Modernizing America's electric grid has been a priority for the Obama administration since taking office in 2009. As part of its Recovery Act, the federal government dispersed $4.5 billion to the development a smart grid which can handle two-way energy flow as well as synchronize intermittent energy with baseload power.
Today, the government announced that more than five million smart meters have been installed since 2009. Alongside this achievement, the administration announced a host of new programs and initiatives [pdf] to develop what Energy Secretary Steven Chu calls a "21st century electric grid."
The new programs are highlighted by $250 million in loans for smart-grid technology deployment. This money will be allocated to projects which focus on upgrading the electric grid in rural areas.
A key ingredient to the smart grid is increasing energy efficiency. So, the government has announced a host commitments to improve consumers' access to their energy information.
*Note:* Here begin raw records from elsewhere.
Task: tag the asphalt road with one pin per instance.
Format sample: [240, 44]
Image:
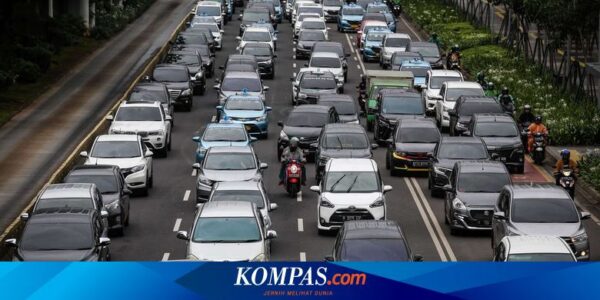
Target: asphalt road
[170, 205]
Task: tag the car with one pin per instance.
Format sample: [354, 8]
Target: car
[230, 163]
[372, 240]
[178, 82]
[351, 189]
[411, 145]
[66, 234]
[345, 105]
[546, 209]
[250, 111]
[305, 122]
[147, 120]
[248, 191]
[449, 93]
[466, 107]
[394, 105]
[308, 86]
[129, 153]
[350, 17]
[306, 41]
[533, 248]
[393, 42]
[240, 82]
[449, 151]
[265, 58]
[371, 49]
[115, 194]
[430, 51]
[341, 141]
[220, 134]
[502, 139]
[228, 231]
[435, 79]
[471, 194]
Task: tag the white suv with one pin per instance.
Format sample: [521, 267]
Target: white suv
[128, 152]
[351, 189]
[146, 119]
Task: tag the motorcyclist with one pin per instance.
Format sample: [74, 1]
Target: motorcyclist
[535, 127]
[292, 152]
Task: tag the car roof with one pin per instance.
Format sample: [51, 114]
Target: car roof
[68, 190]
[227, 209]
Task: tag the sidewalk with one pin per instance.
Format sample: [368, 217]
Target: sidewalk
[39, 138]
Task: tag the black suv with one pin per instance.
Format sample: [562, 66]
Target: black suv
[472, 193]
[305, 122]
[67, 234]
[502, 138]
[394, 105]
[115, 195]
[466, 107]
[177, 79]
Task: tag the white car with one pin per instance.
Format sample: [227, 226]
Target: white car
[435, 79]
[228, 231]
[533, 248]
[449, 93]
[393, 42]
[146, 119]
[128, 152]
[351, 189]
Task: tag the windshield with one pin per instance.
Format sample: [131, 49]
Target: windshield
[171, 75]
[436, 82]
[402, 105]
[482, 182]
[235, 84]
[138, 114]
[374, 249]
[305, 119]
[105, 183]
[116, 149]
[342, 141]
[245, 196]
[226, 230]
[418, 135]
[493, 129]
[57, 236]
[453, 94]
[462, 151]
[352, 182]
[224, 134]
[229, 161]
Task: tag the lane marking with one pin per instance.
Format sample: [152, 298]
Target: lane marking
[432, 234]
[177, 225]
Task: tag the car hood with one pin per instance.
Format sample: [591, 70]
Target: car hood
[226, 251]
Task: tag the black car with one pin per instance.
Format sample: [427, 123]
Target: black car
[372, 240]
[67, 234]
[341, 141]
[177, 79]
[411, 145]
[472, 193]
[115, 195]
[194, 63]
[449, 151]
[264, 57]
[394, 105]
[306, 40]
[466, 107]
[502, 139]
[345, 106]
[305, 122]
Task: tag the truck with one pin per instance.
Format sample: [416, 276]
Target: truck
[377, 80]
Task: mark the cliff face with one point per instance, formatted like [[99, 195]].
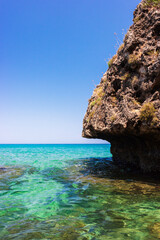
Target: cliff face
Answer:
[[125, 107]]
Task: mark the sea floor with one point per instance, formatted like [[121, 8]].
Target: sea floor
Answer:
[[55, 192]]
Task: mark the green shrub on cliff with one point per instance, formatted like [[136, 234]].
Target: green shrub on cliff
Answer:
[[110, 62], [147, 112], [152, 3]]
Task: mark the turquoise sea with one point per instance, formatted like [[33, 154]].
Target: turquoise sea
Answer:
[[73, 192]]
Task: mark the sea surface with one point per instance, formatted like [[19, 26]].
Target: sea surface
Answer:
[[74, 192]]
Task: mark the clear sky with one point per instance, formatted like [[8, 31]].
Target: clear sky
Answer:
[[52, 54]]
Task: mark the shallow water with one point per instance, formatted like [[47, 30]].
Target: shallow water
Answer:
[[70, 192]]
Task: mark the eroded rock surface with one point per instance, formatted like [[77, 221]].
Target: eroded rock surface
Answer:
[[125, 107]]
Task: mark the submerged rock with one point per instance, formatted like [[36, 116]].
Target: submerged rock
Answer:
[[125, 107], [11, 172]]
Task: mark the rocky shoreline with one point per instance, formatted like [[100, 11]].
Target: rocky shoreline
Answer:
[[125, 107]]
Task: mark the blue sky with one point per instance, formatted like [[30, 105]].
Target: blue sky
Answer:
[[52, 54]]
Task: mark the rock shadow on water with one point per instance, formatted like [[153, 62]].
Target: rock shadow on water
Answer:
[[105, 171]]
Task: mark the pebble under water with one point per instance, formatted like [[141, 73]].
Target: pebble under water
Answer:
[[74, 192]]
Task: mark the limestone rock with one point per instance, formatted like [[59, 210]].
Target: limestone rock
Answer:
[[125, 107]]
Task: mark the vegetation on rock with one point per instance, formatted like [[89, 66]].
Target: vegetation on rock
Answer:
[[147, 112]]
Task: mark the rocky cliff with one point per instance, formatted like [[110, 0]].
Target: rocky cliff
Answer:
[[125, 107]]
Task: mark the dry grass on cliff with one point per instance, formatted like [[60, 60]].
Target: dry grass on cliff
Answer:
[[111, 61]]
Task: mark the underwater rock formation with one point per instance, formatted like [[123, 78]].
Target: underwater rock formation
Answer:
[[125, 107]]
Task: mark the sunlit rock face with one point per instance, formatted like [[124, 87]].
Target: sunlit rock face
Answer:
[[125, 107]]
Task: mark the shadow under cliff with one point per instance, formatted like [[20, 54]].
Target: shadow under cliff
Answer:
[[106, 168]]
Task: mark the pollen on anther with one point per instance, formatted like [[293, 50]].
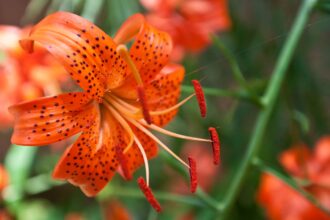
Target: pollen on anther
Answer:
[[143, 102], [149, 195], [27, 45], [193, 174], [200, 97], [123, 162], [215, 145]]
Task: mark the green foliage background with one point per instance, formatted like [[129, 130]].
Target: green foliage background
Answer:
[[259, 31]]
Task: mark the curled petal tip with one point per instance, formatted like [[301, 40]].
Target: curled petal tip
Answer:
[[144, 105], [123, 162], [215, 145], [149, 195], [200, 97], [193, 174], [27, 45]]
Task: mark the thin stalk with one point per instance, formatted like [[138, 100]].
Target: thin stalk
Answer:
[[290, 183], [137, 194], [231, 60], [269, 100], [239, 94]]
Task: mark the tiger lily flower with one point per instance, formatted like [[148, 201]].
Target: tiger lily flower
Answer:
[[24, 77], [126, 94], [189, 22]]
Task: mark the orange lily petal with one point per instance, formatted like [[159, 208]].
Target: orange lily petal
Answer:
[[164, 92], [91, 162], [150, 52], [87, 53], [47, 120]]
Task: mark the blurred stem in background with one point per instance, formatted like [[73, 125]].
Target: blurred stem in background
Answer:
[[269, 100]]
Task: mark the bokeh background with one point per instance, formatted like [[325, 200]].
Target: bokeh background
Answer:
[[259, 29]]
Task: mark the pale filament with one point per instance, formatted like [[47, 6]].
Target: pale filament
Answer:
[[137, 111], [147, 132], [125, 104], [121, 108], [174, 107], [124, 124], [172, 134], [145, 158], [100, 139]]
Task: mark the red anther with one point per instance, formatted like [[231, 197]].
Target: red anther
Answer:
[[27, 45], [123, 162], [215, 145], [193, 174], [149, 195], [142, 100], [200, 97]]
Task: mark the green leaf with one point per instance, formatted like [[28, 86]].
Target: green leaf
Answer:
[[92, 9], [18, 163], [54, 6], [70, 5], [33, 11], [290, 182], [324, 5]]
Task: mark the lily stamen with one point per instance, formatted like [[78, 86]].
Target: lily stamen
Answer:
[[193, 174], [173, 134], [147, 132], [144, 156], [123, 109], [200, 97], [123, 52]]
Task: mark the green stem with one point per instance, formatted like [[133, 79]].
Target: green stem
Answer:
[[134, 193], [291, 183], [269, 100], [239, 94], [231, 60]]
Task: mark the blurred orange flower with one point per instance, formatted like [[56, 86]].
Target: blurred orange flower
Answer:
[[114, 210], [126, 93], [189, 22], [312, 170], [23, 76]]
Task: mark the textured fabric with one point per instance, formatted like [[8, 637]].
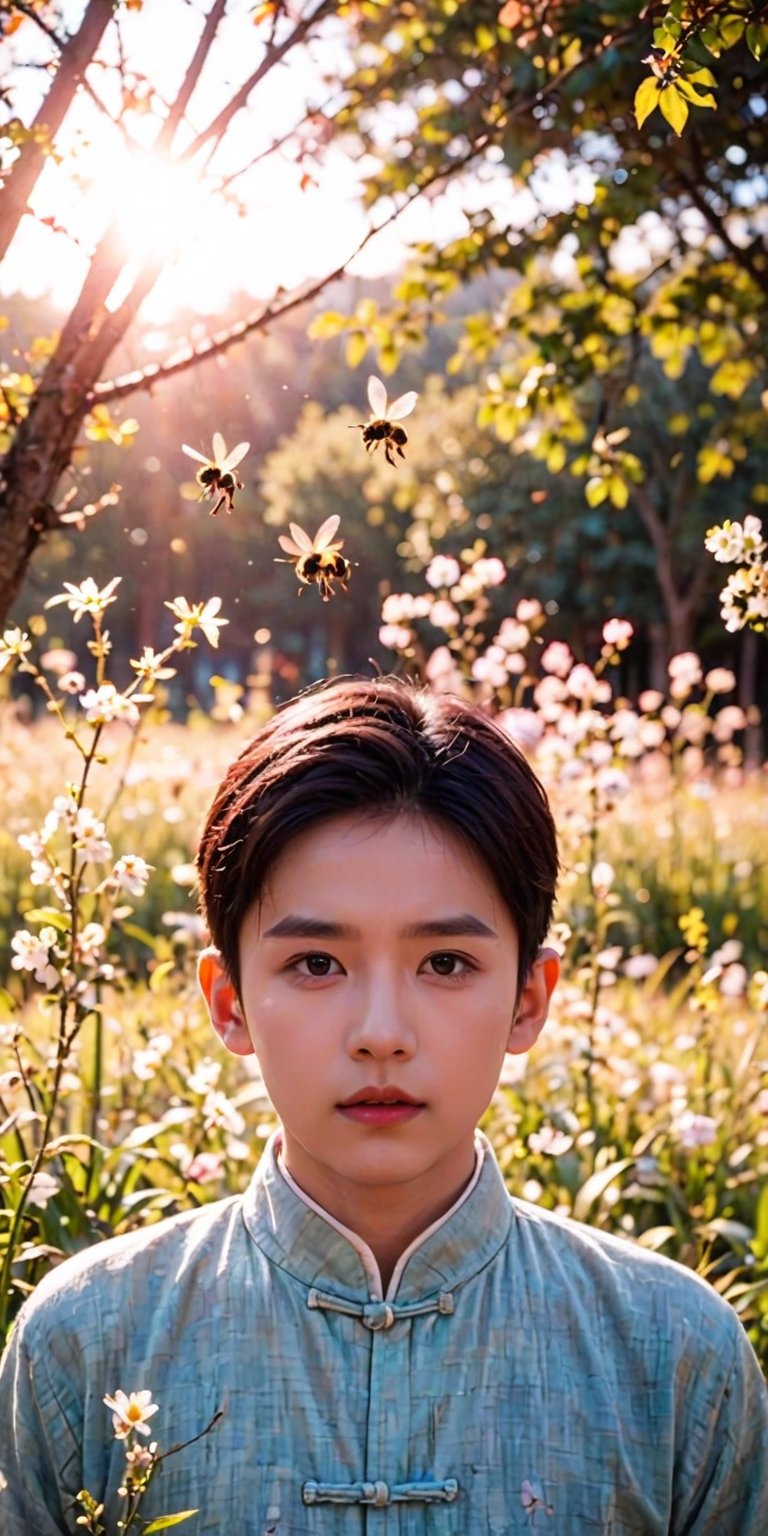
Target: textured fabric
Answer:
[[523, 1372]]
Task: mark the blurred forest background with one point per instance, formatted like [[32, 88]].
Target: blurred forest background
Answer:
[[587, 334]]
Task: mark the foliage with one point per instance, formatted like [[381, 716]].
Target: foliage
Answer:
[[621, 241]]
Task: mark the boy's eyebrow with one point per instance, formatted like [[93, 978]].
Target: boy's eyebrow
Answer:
[[460, 925]]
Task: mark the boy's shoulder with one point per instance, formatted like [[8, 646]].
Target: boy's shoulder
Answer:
[[618, 1277]]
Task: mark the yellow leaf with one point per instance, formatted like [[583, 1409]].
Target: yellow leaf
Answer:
[[355, 349], [618, 492], [758, 40], [645, 99], [675, 108], [684, 88], [327, 324], [701, 77], [595, 490], [389, 358]]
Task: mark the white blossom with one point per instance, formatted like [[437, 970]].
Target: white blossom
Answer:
[[33, 954], [131, 874]]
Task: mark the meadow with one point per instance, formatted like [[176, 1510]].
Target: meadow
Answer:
[[642, 1109]]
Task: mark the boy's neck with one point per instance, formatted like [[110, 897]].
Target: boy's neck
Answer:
[[386, 1218]]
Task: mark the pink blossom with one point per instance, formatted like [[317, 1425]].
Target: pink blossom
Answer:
[[524, 727], [558, 658], [527, 610], [513, 635], [443, 570], [395, 636], [443, 615], [728, 721], [721, 679], [618, 633]]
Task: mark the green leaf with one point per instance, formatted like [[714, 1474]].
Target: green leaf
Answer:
[[596, 1186], [647, 99], [758, 40], [48, 914], [675, 108], [163, 1521], [656, 1237], [158, 974], [701, 77], [684, 88]]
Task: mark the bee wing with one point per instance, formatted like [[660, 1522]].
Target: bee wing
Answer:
[[377, 397], [403, 406], [326, 532], [232, 460], [303, 539]]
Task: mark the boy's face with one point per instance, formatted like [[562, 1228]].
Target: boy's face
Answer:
[[380, 962]]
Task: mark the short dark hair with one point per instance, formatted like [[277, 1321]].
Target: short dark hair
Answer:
[[377, 747]]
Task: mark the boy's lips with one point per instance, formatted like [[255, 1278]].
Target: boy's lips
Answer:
[[380, 1106], [380, 1095]]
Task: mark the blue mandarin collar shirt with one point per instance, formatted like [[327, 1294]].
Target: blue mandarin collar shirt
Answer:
[[521, 1372]]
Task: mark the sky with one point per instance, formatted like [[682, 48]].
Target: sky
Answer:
[[286, 235]]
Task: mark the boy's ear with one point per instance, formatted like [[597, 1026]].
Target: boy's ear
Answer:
[[535, 1002], [223, 1003]]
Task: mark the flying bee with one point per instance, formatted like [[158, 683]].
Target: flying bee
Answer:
[[317, 561], [217, 476], [384, 420]]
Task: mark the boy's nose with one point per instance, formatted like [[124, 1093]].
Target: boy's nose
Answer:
[[381, 1028]]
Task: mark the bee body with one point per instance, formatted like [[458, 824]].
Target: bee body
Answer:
[[384, 424], [318, 562]]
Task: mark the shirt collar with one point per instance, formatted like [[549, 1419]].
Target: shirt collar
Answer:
[[317, 1249]]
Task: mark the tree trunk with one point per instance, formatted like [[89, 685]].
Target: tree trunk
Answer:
[[76, 56]]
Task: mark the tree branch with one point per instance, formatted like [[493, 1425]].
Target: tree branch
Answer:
[[74, 59], [272, 57], [145, 378]]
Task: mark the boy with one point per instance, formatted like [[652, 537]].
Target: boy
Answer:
[[400, 1347]]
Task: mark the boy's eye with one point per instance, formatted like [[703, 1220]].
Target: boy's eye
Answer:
[[315, 965], [447, 963]]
Grid 21 is a private sector initiative that will promote consumer-friendly innovations, while maintaining individual privacy.
As part of today's announcement, Secretary Chu took time to explain that the development of a smart grid is another area where the United States is falling behind China and other areas of the world. "Today, China has the highest voltage and capacity transmission lines. Ireland and Spain have a grid system that efficiently integrates large percentages of wind onto the power grid. We can't let the rest of the world pass us by."
The Edison Electric Institute, the industry association for shareholder-owned electric companies, states that utilities are planning to double their investment in smart grid technology. According to EEI, utilities invested $58 billion in the nation's electric grid between 2000 and 2008. Between 2009 and 2013, utilities expect to spend $54 billion. A recent study conducted by the Brattle Group says that in order to modernize the grid, roughly $240 billion to $320 billion will have to be invested into the electric transmission system over the next 20 years.